Counties, legislators eager to forge new partnerships
WILLMAR -- The national recession and statewide budget deficit could give counties leverage in getting unfunded state mandates suspended.
Some of the mandates are seen as oppressive, unnecessary and financially exhausting to counties. Removing some of them would give counties flexibility in funding programs with less money.
The proposal will be discussed when the Legislature convenes Tuesday, according to local legislators.
But, in exchange, lawmakers may also ask that counties work together to consolidate duplicated services across county lines to reduce long-term costs.
Legislators may even ask if Minnesota still needs 87 counties, or if it makes sense to consolidate entire counties.
Whatever happens, state and county officials agree the daunting economic challenges will present an opportunity for radical reform in Minnesota.
"It's intriguing," said Sen. Joe Gimse, R-Willmar, of the possibilities of shaking up the state's system for delivering services.
"We have five months to come up with these radical reforms," said Rep. Al Juhnke, DFL-Willmar. They won't all get done, but all will "be on the table in January," he said.
Earlier this month, Kandiyohi County was informed that it would lose $434,523 from its $1.9 million in state aid. The so-called "unallotment" was part of Gov. Tim Pawlenty's plan to reduce the state's 2008 deficit.
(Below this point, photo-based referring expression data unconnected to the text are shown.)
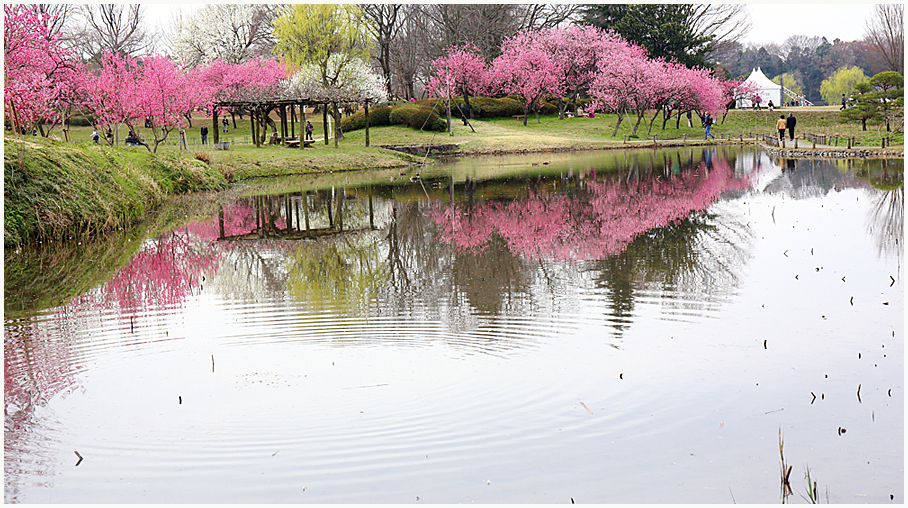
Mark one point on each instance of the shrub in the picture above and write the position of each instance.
(377, 117)
(488, 107)
(418, 117)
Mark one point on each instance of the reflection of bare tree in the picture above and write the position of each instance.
(690, 264)
(34, 371)
(887, 220)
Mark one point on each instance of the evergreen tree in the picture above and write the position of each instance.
(664, 30)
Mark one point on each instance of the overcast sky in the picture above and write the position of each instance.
(775, 22)
(771, 22)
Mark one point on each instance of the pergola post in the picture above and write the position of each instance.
(367, 124)
(255, 137)
(283, 111)
(293, 120)
(214, 124)
(325, 120)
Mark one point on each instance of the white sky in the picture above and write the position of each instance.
(775, 22)
(771, 22)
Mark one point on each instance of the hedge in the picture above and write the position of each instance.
(377, 117)
(417, 116)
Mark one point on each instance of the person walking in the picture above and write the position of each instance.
(790, 123)
(781, 125)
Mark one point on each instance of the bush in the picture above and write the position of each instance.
(487, 107)
(78, 121)
(377, 117)
(417, 116)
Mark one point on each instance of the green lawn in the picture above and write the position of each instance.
(244, 160)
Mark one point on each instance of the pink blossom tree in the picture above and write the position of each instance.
(161, 96)
(685, 89)
(251, 80)
(39, 73)
(108, 92)
(527, 70)
(579, 51)
(462, 71)
(628, 82)
(735, 89)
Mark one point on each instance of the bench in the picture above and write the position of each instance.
(294, 143)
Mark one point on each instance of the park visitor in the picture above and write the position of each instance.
(707, 123)
(790, 123)
(781, 125)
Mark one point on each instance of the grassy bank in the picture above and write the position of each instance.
(57, 190)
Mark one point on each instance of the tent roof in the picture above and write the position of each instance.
(761, 80)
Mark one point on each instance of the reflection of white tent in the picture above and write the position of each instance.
(768, 91)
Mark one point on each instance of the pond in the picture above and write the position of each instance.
(602, 327)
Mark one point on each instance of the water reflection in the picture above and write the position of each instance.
(495, 262)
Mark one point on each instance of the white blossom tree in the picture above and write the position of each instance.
(352, 81)
(232, 33)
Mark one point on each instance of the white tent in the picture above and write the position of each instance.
(768, 91)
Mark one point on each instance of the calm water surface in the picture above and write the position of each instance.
(604, 328)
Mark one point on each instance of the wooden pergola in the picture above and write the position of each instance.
(260, 109)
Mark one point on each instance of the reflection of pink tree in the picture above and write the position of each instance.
(164, 270)
(598, 223)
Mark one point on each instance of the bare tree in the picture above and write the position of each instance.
(484, 25)
(59, 13)
(385, 22)
(886, 32)
(409, 58)
(796, 43)
(114, 27)
(722, 22)
(233, 33)
(540, 16)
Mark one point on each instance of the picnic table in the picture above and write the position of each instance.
(294, 143)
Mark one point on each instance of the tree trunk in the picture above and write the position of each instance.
(620, 117)
(367, 123)
(649, 129)
(466, 102)
(337, 131)
(214, 125)
(666, 114)
(640, 115)
(325, 121)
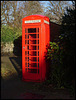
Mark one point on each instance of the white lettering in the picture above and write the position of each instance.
(32, 21)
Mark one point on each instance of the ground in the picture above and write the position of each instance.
(12, 86)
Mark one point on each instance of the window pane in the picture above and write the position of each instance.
(32, 30)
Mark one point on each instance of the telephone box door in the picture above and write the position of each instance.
(31, 43)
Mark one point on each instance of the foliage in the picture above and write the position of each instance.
(55, 54)
(62, 53)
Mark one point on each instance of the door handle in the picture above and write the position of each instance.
(23, 47)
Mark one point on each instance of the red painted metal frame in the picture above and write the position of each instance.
(44, 38)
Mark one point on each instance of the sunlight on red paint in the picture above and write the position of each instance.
(35, 38)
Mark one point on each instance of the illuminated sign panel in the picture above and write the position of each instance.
(33, 21)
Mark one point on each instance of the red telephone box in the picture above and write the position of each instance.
(35, 38)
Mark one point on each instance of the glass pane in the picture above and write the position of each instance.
(32, 70)
(32, 30)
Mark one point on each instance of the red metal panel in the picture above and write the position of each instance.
(35, 37)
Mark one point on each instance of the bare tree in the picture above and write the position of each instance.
(55, 10)
(33, 7)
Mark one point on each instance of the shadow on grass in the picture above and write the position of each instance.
(17, 63)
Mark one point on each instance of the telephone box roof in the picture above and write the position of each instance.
(35, 16)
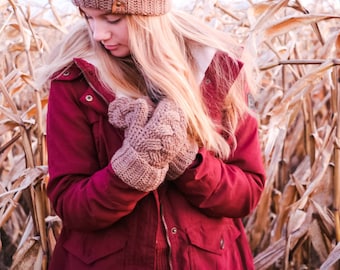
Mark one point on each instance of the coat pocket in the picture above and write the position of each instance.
(91, 247)
(213, 246)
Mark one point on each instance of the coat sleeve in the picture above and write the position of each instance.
(85, 195)
(232, 188)
(229, 188)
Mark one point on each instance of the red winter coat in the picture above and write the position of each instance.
(109, 225)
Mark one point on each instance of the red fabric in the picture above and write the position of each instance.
(109, 225)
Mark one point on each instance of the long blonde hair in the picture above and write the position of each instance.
(161, 49)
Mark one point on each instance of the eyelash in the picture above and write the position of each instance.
(109, 21)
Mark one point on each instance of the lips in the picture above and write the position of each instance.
(111, 47)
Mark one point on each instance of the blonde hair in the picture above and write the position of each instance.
(163, 65)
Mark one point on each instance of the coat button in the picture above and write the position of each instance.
(174, 230)
(89, 98)
(66, 73)
(222, 243)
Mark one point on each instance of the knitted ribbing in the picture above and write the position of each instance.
(136, 7)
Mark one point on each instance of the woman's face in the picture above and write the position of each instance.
(109, 29)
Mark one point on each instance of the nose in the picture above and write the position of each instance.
(100, 31)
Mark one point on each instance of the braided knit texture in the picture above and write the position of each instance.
(136, 7)
(167, 119)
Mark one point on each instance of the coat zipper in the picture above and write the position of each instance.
(167, 236)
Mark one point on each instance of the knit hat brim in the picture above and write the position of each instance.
(134, 7)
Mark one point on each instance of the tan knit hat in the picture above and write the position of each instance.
(136, 7)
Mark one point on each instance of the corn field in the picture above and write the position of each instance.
(297, 56)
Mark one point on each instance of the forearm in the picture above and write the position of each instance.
(93, 202)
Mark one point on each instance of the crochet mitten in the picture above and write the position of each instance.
(149, 146)
(184, 158)
(120, 112)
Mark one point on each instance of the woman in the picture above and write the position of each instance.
(154, 156)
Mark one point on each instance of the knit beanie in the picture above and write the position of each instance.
(136, 7)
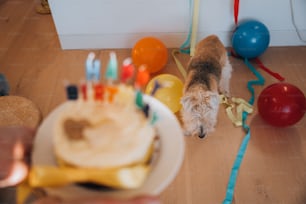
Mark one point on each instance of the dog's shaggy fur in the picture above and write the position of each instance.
(208, 73)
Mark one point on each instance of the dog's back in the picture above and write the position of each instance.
(205, 66)
(208, 72)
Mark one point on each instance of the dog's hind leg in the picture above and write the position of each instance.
(226, 73)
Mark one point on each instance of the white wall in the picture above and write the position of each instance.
(120, 23)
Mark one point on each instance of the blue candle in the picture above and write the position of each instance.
(92, 68)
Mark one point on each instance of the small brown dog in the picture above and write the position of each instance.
(208, 73)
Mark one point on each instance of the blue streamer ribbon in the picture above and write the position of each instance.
(185, 47)
(237, 163)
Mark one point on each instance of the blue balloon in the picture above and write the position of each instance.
(250, 39)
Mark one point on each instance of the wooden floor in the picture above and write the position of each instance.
(273, 170)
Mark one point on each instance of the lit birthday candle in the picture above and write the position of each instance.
(127, 71)
(92, 68)
(72, 92)
(157, 85)
(84, 90)
(139, 99)
(142, 77)
(99, 92)
(89, 65)
(112, 68)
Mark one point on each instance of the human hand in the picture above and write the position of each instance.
(101, 200)
(15, 149)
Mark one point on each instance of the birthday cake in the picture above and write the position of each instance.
(105, 126)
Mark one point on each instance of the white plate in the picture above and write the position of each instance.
(163, 172)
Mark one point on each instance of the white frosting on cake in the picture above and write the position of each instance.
(112, 134)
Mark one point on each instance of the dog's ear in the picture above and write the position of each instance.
(188, 101)
(194, 61)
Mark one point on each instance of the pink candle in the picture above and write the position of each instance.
(99, 92)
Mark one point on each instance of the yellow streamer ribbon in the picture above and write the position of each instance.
(238, 106)
(195, 22)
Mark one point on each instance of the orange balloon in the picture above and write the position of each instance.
(151, 52)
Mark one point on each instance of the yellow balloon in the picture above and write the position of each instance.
(170, 92)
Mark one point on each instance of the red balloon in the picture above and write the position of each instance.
(281, 104)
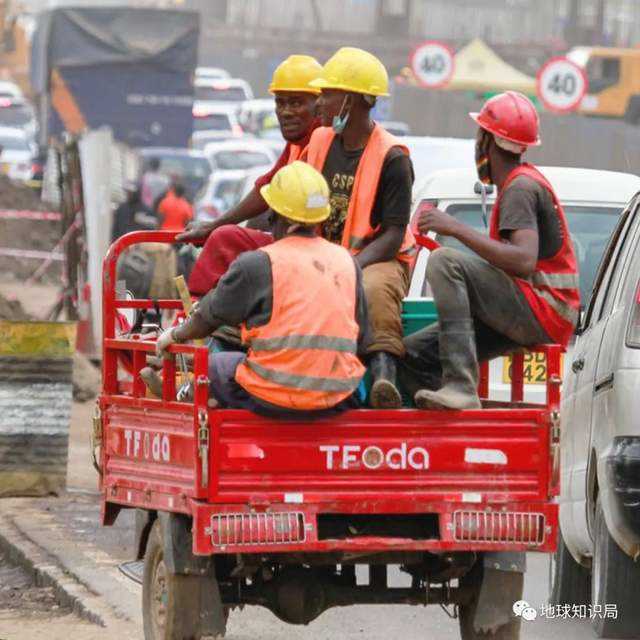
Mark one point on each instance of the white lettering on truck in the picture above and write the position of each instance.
(156, 447)
(353, 456)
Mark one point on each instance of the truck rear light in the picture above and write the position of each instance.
(499, 526)
(633, 331)
(234, 529)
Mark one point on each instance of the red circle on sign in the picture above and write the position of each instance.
(541, 94)
(432, 43)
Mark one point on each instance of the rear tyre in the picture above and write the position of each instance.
(570, 581)
(632, 115)
(615, 581)
(172, 605)
(467, 612)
The county will use reserves to cover that shortfall, said Larry Kleindl, Kandiyohi County administrator.
But the unallotment of state aid is just the tip of the iceberg. Everyone knows there will be additional, longer-lasting cuts that will swing well into 2010 and 2011, Kleindl said.
That's why the Association of Minnesota Counties is proposing that some mandates, and "maintenance of effort" requirements that prevent counties from ever spending less money on certain programs, be suspended or eliminated.
Some of the rules and mandates the state imposes on counties are outdated and "no longer have a purpose," Kleindl said. Counties also want more control in how they spend their money.
If the state wants counties to be partners in the process of reducing the state's budget, Kleindl said, the Legislature should lift some mandates and redesign government in order to be cost-effective.
"We are willing to be at the table, but we're saying, allow us to use some of our expertise," he said, while acknowledging that the changes for the state would be big.
But Juhnke said everything will be on the table when the Legislature convenes next month, including discussing the cause and effect of removing some unfunded mandates from counties.
Gimse said he favors removing some of the mandates. He said the issue came up during a recent meeting he attended with Gov. Pawlenty.
"That is an area where we can certainly loosen up some of the requirements we have on counties," Gimse said. That would allow counties to trim their budgets and provide services without having to "raid local property taxes to pay for it."
Counties are an extension of the state and provide important services to citizens. But when the state forces counties to do things a certain way, or spend a certain amount of money for specific programs, counties bear some heavy burdens, Kleindl said.
Juhnke said he's "not excited" about shifting any more costs down to property taxpayers.
"It's a money issue, let's not deny that," he said. "But let's not be dictators. Let's be partners."
Juhnke said the Legislature should consider removing mandates, but he wants counties to look at ways to consolidate and streamline services on a regional basis, much like the current court system.
He said, for example, counties could share highway departments. "Roads go across county lines," he said. With some counties boasting a population of fewer than 5,000, Juhnke said consolidating services or even consolidating entire counties are options to consider.
The state is also looking at departments that can be merged or eliminated, Juhnke said.
Kleindl said the economic crisis is an opportunity to make positive changes.
"We can bury our head in the sand and say, 'woe is me,' but it's an opportunity to come out strong," he said. "We want to lead in this and be forward thinking."